Dalam rencana tersebut, Jawa Tengah menempatkan pengembangan pariwisata berkelanjutan berbasis ramah muslim sebagai salah satu pilar utama pertumbuhan ekonomi daerah.
"Kunjungan kami ke BPJPH bertujuan untuk menyinkronkan perencanaan tahun 2027. Kami ingin memastikan bahwa pada tahun 2027, kesadaran masyarakat dan pelaku usaha terhadap standar halal di Jawa Tengah meningkat," ujar dia.
Taj Yasin menjelaskan, berbagai langkah yang ditempuh meliputi penguatan regulasi, pendampingan kepada pelaku usaha, serta pengawasan ketat terhadap produk yang beredar guna menjamin kenyamanan wisatawan dan konsumen.

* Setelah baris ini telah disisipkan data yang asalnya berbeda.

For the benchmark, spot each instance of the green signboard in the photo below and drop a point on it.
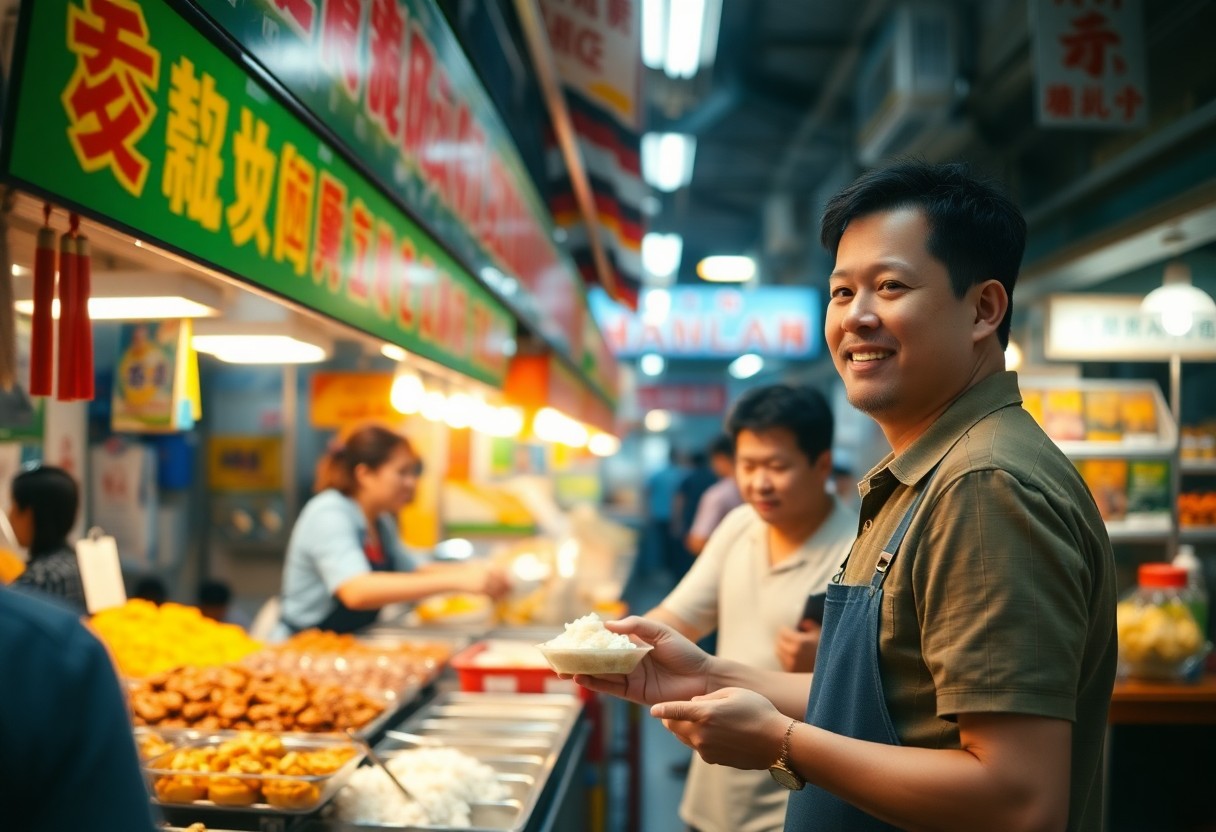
(128, 111)
(390, 80)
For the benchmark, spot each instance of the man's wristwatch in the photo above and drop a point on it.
(781, 770)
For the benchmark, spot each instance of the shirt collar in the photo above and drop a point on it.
(984, 398)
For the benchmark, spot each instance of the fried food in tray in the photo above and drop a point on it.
(234, 697)
(253, 770)
(393, 669)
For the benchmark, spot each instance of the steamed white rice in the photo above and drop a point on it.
(444, 780)
(590, 633)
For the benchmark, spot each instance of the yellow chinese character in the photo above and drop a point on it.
(254, 179)
(293, 214)
(107, 99)
(197, 125)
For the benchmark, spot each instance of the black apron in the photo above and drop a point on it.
(343, 618)
(850, 700)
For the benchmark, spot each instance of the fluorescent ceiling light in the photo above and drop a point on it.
(129, 296)
(727, 269)
(686, 27)
(651, 364)
(660, 254)
(680, 37)
(260, 342)
(1177, 301)
(654, 38)
(394, 352)
(666, 159)
(746, 366)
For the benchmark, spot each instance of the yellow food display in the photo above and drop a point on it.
(146, 639)
(1157, 634)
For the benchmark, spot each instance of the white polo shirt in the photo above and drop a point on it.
(732, 588)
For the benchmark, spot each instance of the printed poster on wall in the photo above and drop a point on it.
(156, 378)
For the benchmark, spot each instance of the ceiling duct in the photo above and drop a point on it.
(906, 85)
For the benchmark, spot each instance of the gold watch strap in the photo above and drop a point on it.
(784, 743)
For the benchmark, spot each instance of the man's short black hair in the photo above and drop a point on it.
(800, 410)
(724, 445)
(974, 229)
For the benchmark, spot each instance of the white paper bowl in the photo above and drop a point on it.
(594, 661)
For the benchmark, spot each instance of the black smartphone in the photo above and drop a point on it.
(814, 607)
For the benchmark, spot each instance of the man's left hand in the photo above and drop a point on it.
(731, 726)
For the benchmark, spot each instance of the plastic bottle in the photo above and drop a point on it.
(1187, 560)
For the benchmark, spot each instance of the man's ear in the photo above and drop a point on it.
(991, 303)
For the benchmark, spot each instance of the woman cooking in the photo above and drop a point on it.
(345, 560)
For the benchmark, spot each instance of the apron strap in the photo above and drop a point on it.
(893, 546)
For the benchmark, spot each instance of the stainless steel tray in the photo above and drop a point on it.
(518, 735)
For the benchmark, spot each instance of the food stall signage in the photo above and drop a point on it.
(714, 322)
(1112, 327)
(389, 79)
(1090, 63)
(129, 112)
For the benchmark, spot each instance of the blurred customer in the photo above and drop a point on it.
(345, 558)
(752, 582)
(692, 488)
(718, 501)
(67, 760)
(150, 588)
(43, 511)
(660, 496)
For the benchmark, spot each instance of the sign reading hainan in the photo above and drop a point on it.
(392, 83)
(707, 322)
(125, 110)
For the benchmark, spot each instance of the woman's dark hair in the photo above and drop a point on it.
(371, 445)
(54, 499)
(800, 410)
(974, 229)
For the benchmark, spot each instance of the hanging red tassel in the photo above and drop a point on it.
(67, 310)
(41, 339)
(83, 375)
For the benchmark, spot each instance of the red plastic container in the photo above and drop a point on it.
(508, 678)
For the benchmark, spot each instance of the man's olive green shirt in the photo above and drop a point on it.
(1002, 599)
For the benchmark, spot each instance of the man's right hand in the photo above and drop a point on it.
(675, 670)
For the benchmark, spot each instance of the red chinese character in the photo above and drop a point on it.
(107, 97)
(1086, 48)
(339, 40)
(620, 15)
(361, 226)
(1093, 102)
(561, 33)
(1058, 100)
(331, 223)
(384, 73)
(1129, 100)
(300, 12)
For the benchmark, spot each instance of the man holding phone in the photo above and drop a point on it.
(760, 578)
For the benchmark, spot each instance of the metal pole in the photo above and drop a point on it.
(1176, 455)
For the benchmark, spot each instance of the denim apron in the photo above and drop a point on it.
(342, 618)
(849, 701)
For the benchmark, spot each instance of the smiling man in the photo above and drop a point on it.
(968, 648)
(752, 580)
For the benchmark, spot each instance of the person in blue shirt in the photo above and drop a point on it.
(67, 755)
(345, 558)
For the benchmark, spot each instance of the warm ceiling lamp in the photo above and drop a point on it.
(1177, 302)
(131, 296)
(262, 342)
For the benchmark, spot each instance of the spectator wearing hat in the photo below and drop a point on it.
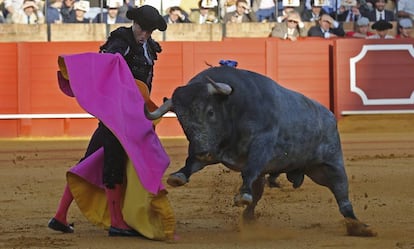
(112, 15)
(381, 27)
(361, 28)
(28, 14)
(205, 13)
(380, 13)
(291, 28)
(351, 14)
(53, 14)
(11, 6)
(265, 10)
(243, 13)
(81, 7)
(139, 50)
(284, 14)
(405, 9)
(313, 14)
(329, 6)
(68, 11)
(176, 15)
(327, 28)
(405, 28)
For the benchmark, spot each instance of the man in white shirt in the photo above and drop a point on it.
(380, 13)
(406, 9)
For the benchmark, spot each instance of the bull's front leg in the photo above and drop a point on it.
(257, 188)
(259, 156)
(182, 176)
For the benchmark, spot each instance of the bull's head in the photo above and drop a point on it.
(212, 88)
(201, 111)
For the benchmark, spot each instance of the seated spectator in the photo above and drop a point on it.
(380, 13)
(284, 14)
(405, 28)
(53, 11)
(227, 6)
(204, 14)
(291, 28)
(405, 9)
(68, 11)
(112, 15)
(381, 27)
(243, 13)
(176, 15)
(329, 8)
(11, 6)
(327, 28)
(81, 7)
(351, 14)
(360, 29)
(265, 10)
(28, 14)
(313, 14)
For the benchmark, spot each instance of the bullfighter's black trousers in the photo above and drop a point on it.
(114, 155)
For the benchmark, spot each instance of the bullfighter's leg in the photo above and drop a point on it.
(257, 188)
(334, 177)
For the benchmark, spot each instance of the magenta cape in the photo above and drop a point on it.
(104, 87)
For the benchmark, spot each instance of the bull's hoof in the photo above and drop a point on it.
(177, 179)
(357, 228)
(244, 199)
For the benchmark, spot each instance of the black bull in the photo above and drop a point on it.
(251, 124)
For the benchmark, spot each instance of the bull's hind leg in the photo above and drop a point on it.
(334, 177)
(257, 191)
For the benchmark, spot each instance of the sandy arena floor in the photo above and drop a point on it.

Salah satu fokus utama yang dibahas dalam pertemuan tersebut adalah percepatan proses sertifikasi halal bagi pelaku Usaha Mikro, Kecil, dan Menengah (UMKM).
Gus Yasin sapaan akrabnya mengakui bahwa keterbatasan anggaran daerah kerap menjadi hambatan dalam mendorong sertifikasi halal secara luas.
Sebagai solusi, Pemprov Jawa Tengah menggagas skema kolaborasi dengan melibatkan perusahaan sebagai “orang tua asuh” bagi UMKM, yang nantinya membantu pembiayaan dan proses sertifikasi halal.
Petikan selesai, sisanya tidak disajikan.